2021 Domaine Du Seminaire Côtes Du Rhône Blanc “Les Seguines”
Rhône, France
We don’t drink enough white Rhône wines.The vast majority of the output, both in terms of what is grown and what we sell, is comprised of red wine. And there’s nothing wrong with that- we love Rhône reds! But at this time of year, when it starts to get cold and dark earlier and earlier in the day, and food on the table starts to get richer and more fall-spiced- this is the time we need Côtes du Rhône Blanc! If you’re a self-avowed Chardonnay “hater” and you don’t want to go back on your word- Côtes du Rhône Blanc is for you!

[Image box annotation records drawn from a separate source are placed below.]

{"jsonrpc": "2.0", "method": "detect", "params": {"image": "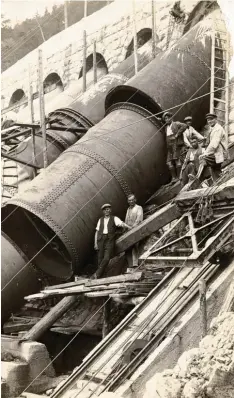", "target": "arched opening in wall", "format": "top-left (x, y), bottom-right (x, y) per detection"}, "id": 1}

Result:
top-left (79, 53), bottom-right (108, 86)
top-left (183, 1), bottom-right (219, 34)
top-left (125, 28), bottom-right (152, 59)
top-left (9, 88), bottom-right (26, 106)
top-left (43, 73), bottom-right (64, 94)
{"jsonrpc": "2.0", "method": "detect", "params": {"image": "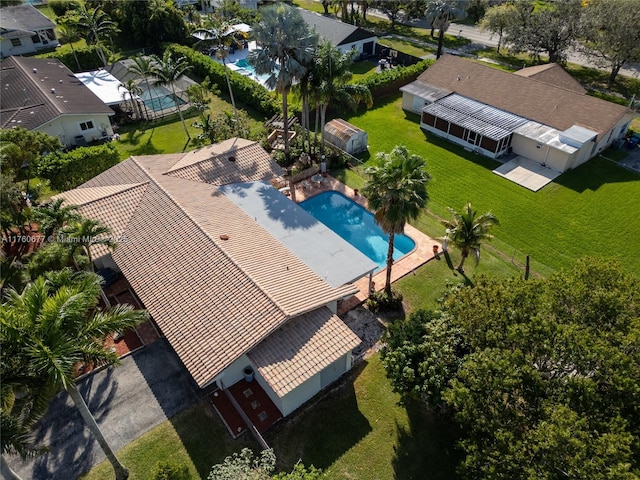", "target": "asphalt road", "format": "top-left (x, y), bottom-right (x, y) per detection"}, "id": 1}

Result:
top-left (8, 340), bottom-right (203, 480)
top-left (367, 8), bottom-right (640, 78)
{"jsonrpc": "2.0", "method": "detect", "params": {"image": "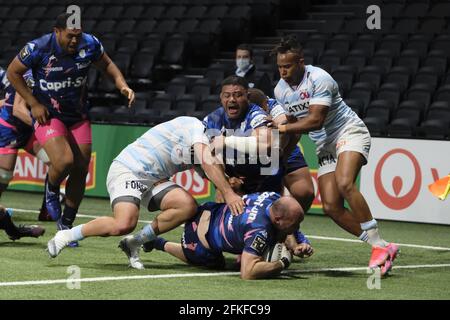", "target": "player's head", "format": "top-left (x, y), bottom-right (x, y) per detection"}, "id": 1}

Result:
top-left (248, 88), bottom-right (269, 112)
top-left (236, 43), bottom-right (253, 70)
top-left (270, 196), bottom-right (304, 234)
top-left (273, 36), bottom-right (305, 85)
top-left (220, 76), bottom-right (248, 119)
top-left (53, 13), bottom-right (82, 54)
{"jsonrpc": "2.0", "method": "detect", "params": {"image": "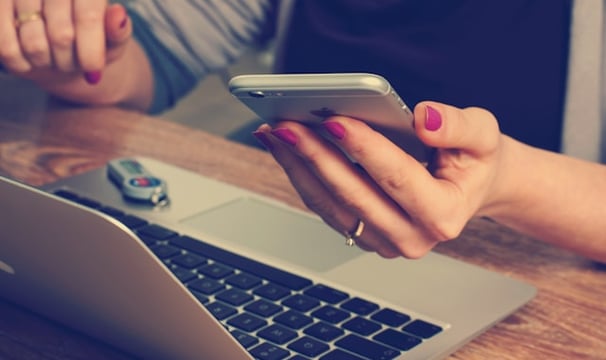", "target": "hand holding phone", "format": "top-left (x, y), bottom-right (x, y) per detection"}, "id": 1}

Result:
top-left (228, 73), bottom-right (428, 162)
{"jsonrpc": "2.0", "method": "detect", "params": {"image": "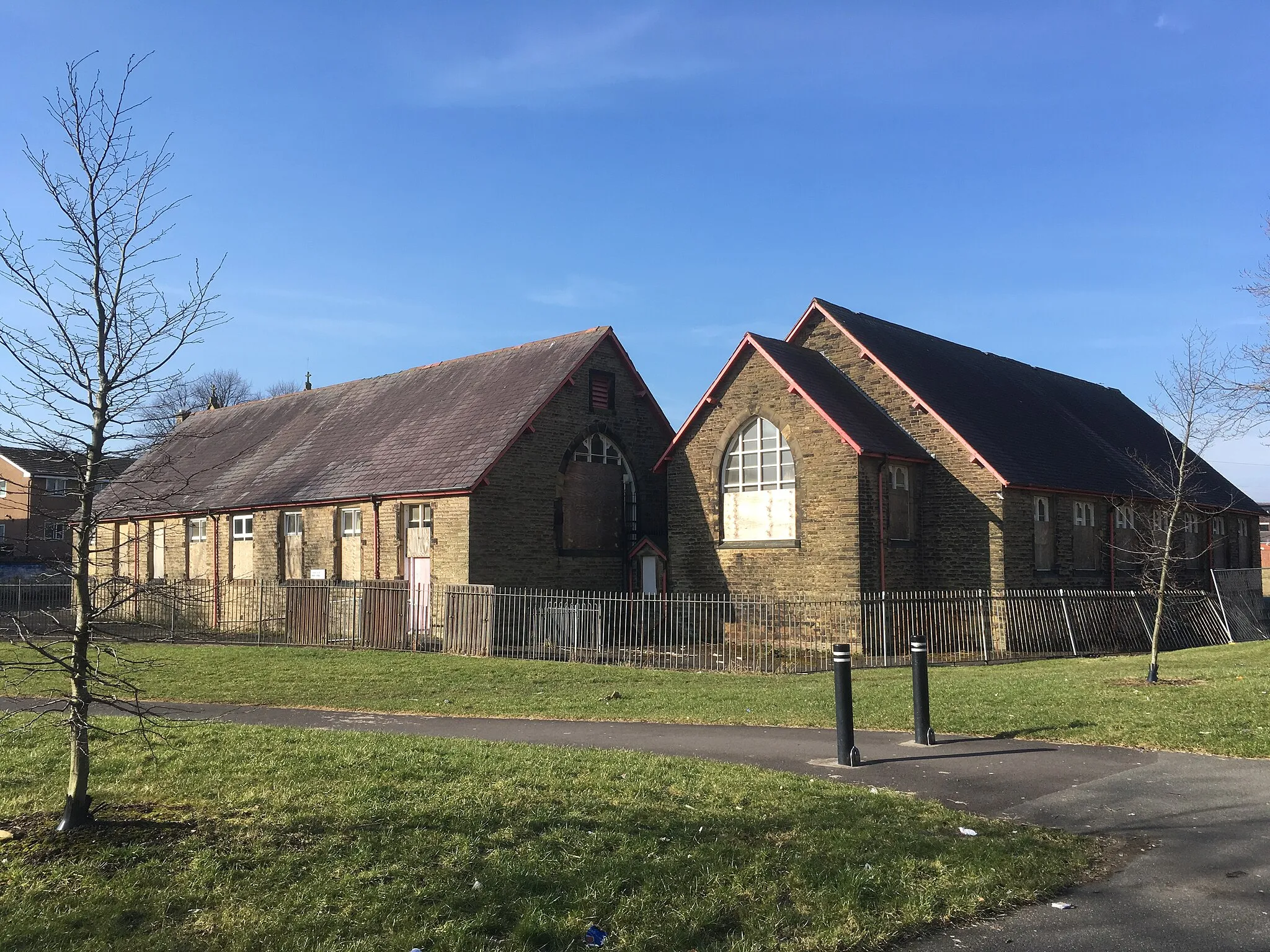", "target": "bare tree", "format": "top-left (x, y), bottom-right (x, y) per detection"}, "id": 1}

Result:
top-left (1133, 327), bottom-right (1245, 684)
top-left (264, 379), bottom-right (300, 397)
top-left (140, 369), bottom-right (256, 446)
top-left (0, 57), bottom-right (223, 830)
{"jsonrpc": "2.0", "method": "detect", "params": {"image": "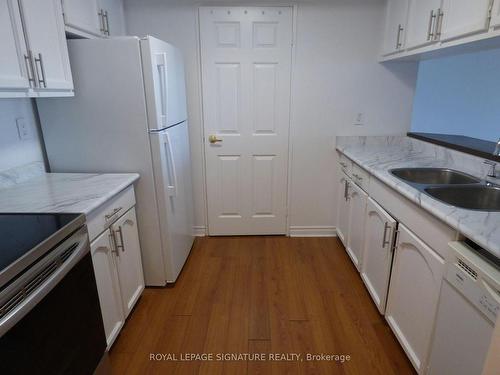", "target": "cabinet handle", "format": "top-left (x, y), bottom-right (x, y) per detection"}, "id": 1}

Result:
top-left (24, 51), bottom-right (36, 87)
top-left (382, 222), bottom-right (391, 249)
top-left (116, 226), bottom-right (125, 252)
top-left (427, 9), bottom-right (436, 40)
top-left (396, 24), bottom-right (404, 49)
top-left (35, 53), bottom-right (47, 88)
top-left (108, 231), bottom-right (120, 257)
top-left (434, 8), bottom-right (444, 40)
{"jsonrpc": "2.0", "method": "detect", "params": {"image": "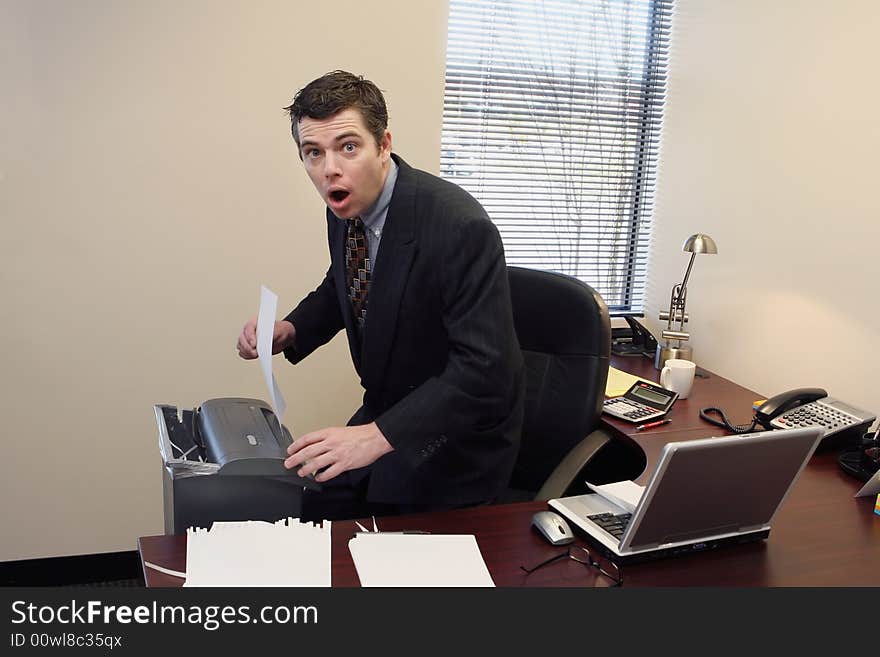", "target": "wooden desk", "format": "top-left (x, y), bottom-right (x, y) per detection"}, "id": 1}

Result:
top-left (138, 357), bottom-right (880, 587)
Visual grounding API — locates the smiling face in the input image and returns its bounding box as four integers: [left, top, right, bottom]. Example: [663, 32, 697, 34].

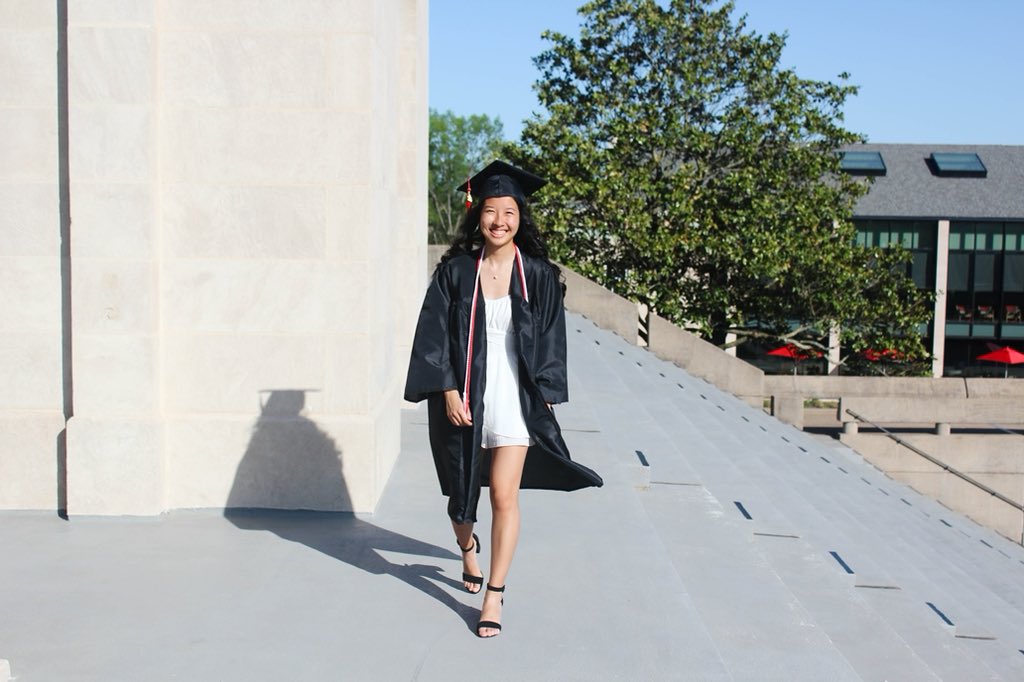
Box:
[480, 197, 519, 251]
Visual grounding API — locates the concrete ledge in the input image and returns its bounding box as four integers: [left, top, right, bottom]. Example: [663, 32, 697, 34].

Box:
[837, 395, 1024, 426]
[840, 433, 1024, 543]
[561, 266, 640, 345]
[764, 375, 966, 398]
[647, 315, 765, 400]
[771, 394, 804, 430]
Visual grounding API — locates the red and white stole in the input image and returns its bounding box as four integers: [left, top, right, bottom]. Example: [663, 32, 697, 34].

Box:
[462, 247, 529, 414]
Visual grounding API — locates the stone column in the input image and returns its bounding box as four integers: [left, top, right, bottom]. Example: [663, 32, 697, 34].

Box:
[932, 220, 949, 377]
[68, 0, 165, 515]
[0, 2, 65, 507]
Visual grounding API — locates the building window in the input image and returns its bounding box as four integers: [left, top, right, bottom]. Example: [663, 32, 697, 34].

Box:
[946, 222, 1024, 375]
[839, 152, 886, 175]
[854, 220, 937, 290]
[928, 152, 988, 177]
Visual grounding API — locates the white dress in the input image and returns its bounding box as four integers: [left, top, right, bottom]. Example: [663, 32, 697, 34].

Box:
[481, 296, 534, 447]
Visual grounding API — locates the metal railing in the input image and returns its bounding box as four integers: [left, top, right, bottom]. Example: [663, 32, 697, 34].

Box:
[846, 410, 1024, 512]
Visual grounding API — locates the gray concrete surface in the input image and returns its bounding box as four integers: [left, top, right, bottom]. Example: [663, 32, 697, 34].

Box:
[0, 314, 1024, 682]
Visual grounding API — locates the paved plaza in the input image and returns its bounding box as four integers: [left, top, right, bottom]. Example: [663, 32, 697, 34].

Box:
[0, 314, 1024, 682]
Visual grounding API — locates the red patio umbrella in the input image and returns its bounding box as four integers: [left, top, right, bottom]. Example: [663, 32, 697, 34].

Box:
[978, 346, 1024, 378]
[767, 343, 813, 374]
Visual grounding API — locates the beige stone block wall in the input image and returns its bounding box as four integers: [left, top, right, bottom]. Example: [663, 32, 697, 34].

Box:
[0, 0, 427, 515]
[0, 0, 63, 509]
[68, 0, 164, 516]
[151, 1, 427, 512]
[68, 413, 167, 516]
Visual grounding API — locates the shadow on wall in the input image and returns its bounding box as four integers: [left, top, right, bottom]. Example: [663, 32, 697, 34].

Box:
[224, 390, 478, 628]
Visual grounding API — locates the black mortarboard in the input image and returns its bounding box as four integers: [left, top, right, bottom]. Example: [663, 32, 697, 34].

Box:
[456, 161, 548, 207]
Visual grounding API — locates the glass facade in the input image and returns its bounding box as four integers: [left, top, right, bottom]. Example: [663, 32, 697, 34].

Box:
[854, 220, 938, 290]
[945, 221, 1024, 376]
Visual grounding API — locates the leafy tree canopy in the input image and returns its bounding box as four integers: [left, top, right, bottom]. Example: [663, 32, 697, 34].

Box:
[506, 0, 928, 364]
[427, 109, 503, 244]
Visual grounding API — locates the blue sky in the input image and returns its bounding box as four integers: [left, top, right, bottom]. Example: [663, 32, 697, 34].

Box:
[429, 0, 1024, 144]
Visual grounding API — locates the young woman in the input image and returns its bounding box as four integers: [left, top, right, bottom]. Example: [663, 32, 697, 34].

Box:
[406, 161, 602, 637]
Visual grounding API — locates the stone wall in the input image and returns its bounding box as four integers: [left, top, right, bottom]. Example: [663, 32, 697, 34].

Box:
[0, 0, 63, 509]
[0, 0, 427, 515]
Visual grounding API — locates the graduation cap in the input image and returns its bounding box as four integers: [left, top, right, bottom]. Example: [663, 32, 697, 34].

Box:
[456, 161, 548, 208]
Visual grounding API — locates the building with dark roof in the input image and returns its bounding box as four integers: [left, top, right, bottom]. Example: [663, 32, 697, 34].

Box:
[843, 144, 1024, 376]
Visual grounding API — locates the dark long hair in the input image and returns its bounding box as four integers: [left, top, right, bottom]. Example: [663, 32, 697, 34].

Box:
[440, 197, 565, 284]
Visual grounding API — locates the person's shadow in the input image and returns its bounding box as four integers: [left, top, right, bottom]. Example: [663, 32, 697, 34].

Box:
[224, 390, 478, 628]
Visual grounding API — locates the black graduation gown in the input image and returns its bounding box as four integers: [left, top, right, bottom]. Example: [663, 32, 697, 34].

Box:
[406, 252, 603, 523]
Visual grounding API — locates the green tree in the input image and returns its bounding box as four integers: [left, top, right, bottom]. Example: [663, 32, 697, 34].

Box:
[427, 109, 503, 244]
[506, 0, 928, 364]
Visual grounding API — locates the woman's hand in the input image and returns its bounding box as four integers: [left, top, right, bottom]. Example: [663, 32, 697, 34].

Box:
[444, 388, 473, 426]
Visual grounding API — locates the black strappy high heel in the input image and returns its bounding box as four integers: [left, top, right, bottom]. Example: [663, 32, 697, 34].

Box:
[476, 583, 505, 639]
[456, 532, 483, 594]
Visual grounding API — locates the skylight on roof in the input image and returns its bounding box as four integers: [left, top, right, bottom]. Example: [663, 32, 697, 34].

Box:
[839, 152, 886, 175]
[931, 152, 988, 177]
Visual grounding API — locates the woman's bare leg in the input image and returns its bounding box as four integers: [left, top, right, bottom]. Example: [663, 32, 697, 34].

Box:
[452, 521, 483, 594]
[478, 445, 527, 637]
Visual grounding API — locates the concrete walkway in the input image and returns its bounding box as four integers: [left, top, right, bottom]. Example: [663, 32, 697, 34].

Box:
[0, 315, 1024, 682]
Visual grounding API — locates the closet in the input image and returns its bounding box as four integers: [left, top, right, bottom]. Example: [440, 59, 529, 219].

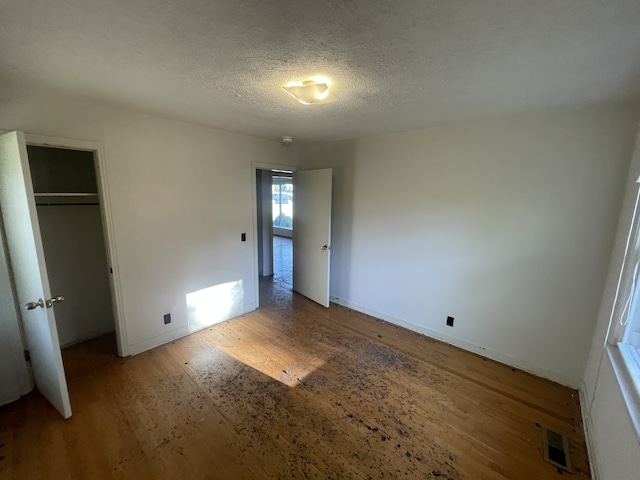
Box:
[27, 146, 114, 347]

They often (I hesitate to characterize the wines, as they can be made in many different styles with totally different blends) have lots of lovely mouthfilling texture from the inclusion of Marsanne and Roussane, with ripe notes of yellow apple and tropical fruit for all the Chard lovers. They’ve also got lovely aromatics from the Viognier, and the best have steely acidic cut from Grenache Blanc. These wines pair so well with classic Thanksgiving staples: turkey, stuffing, and mashed potatoes. Or try it with a simple roast chicken with a little lemon juice squeezed on top. It’s so simple and so good. -Ryan Smith
30% Marsanne, 30% Roussane, 20% Viognier, 10% Grenache Blanc, 10% Clairette. Farmed organically. Fermentation and elevage occur in concrete vats with native yeasts and very light filtration.
“High toned, bright and floral. It smells like pineapple and flowers, and tastes like tropical fruit and lemon curd, with a pleasant bitterness and bright acidity offsetting the natural richness of texture, making this a fantastic wine for all the fall foods starting to grace our tables.”
On 100 hectares (about 250 acres) of land in the hills above the village of Valréas, a beautiful Provençal house, surrounded by olive and truffle oak trees, lavender fields, and thick forest, is the center of the idyllic micro-estate of Domaine du Seminaire. The vineyards comprise 60 hectares (about 150 acres) and are near the northern limit of ripening Grenache, in the colder foothills of the Alps, where they are swept by the strong mistral winds.
Hervé Pouizin is the fourth generation to farm this land; he and his wife, Mathilde, have preserved the self-sufficient estate mostly as it was a century ago, with one key exception: they converted everything to organic farming. Fermenting their wines in the same huge concrete tanks since 1938, the couple takes an old-school approach to winemaking and uses no oak. They produce high-toned, bright, floral wines, in keeping with their region and elevation, bottled early to preserve the fruit and with minimal sulfur.